Maggie spent almost two hours trying to prove to herself and her customers that she wasn’t a terrible waitress. She failed. But the tourists were good-natured and big drinkers, which helped ease Maggie’s embarrassment about her ineptitude. Unlike her, Scooter was in his element, putting on an oyster-shucking show he could have taken on the road. Orders delivered and a lull in new arrivals allowed Maggie a short break. She staggered over to her friends, picked up an almost-empty pitcher of Pimm’s Cups, and gulped the dregs of it. “Y’all didn’t have to stick around, but it was nice knowing I have friends here. Lord knows I wasn’t making any from the customers, and I don’t blame them.”

“We’re having a fun time watching the oyster guy,” Gaynell said. “We got the table closest to him. I’m like to leave here covered in oyster juice.”

Scooter juggled two oysters to roars of approval from the patrons.

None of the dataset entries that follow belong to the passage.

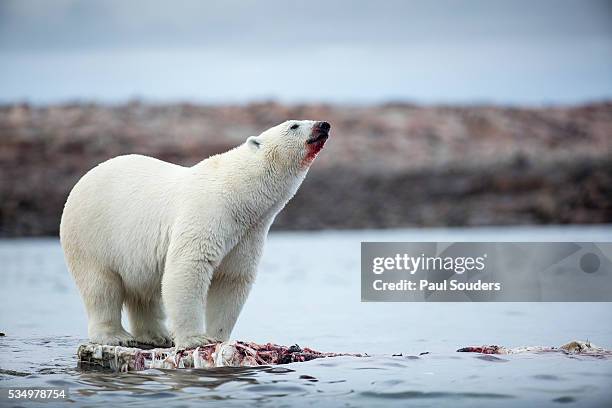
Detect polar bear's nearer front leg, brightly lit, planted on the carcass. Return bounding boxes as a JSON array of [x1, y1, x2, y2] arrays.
[[162, 244, 218, 349]]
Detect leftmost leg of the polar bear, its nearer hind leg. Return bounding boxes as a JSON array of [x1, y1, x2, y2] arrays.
[[74, 268, 135, 346]]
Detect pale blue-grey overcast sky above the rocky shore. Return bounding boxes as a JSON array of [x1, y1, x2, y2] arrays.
[[0, 0, 612, 104]]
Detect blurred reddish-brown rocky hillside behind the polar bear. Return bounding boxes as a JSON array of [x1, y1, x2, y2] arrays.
[[0, 103, 612, 236]]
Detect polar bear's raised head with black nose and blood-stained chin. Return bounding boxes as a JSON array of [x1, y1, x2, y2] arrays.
[[246, 120, 331, 169]]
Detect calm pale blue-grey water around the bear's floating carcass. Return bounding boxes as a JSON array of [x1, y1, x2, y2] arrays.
[[0, 226, 612, 407]]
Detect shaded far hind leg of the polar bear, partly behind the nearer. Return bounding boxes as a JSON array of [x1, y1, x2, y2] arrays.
[[125, 294, 172, 347]]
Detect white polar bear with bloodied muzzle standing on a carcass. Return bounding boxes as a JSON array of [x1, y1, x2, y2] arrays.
[[60, 120, 330, 348]]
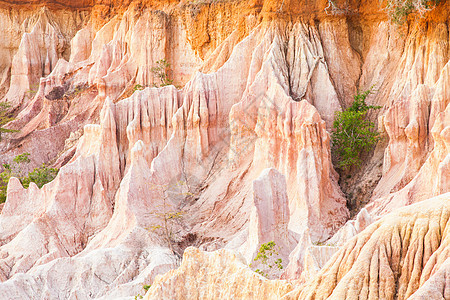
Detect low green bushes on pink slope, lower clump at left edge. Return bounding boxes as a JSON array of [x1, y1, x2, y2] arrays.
[[0, 153, 58, 203]]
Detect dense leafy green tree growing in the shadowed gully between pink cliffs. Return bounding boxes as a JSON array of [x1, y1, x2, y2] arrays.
[[331, 87, 381, 170]]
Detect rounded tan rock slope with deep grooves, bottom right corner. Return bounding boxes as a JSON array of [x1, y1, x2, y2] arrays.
[[285, 193, 450, 299]]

Maggie took another gulp from the pitcher. “At least someone here knows what they’re doing.”

“You have many talents, chère,” Gran said in a comforting voice. “But best to leave waitressing to the professionals.”

“I think what Maggie’s doing to help JJ is awesome,” Vanessa said. “It’s like that show where bosses go undercover, only it’s Maggie.” She spread her hands to mime a marquee. “Undercover PI. And this episode is called ‘To Catch a Killer.’ ”

An oyster clattered to the floor. Scooter’s work glove slipped off, following the oyster onto the floor. He clutched his left hand and yelled profanities. Diners watched horrified as blood shot out of a wound caused by the shucker missing the oyster and instead impaling his now-naked hand.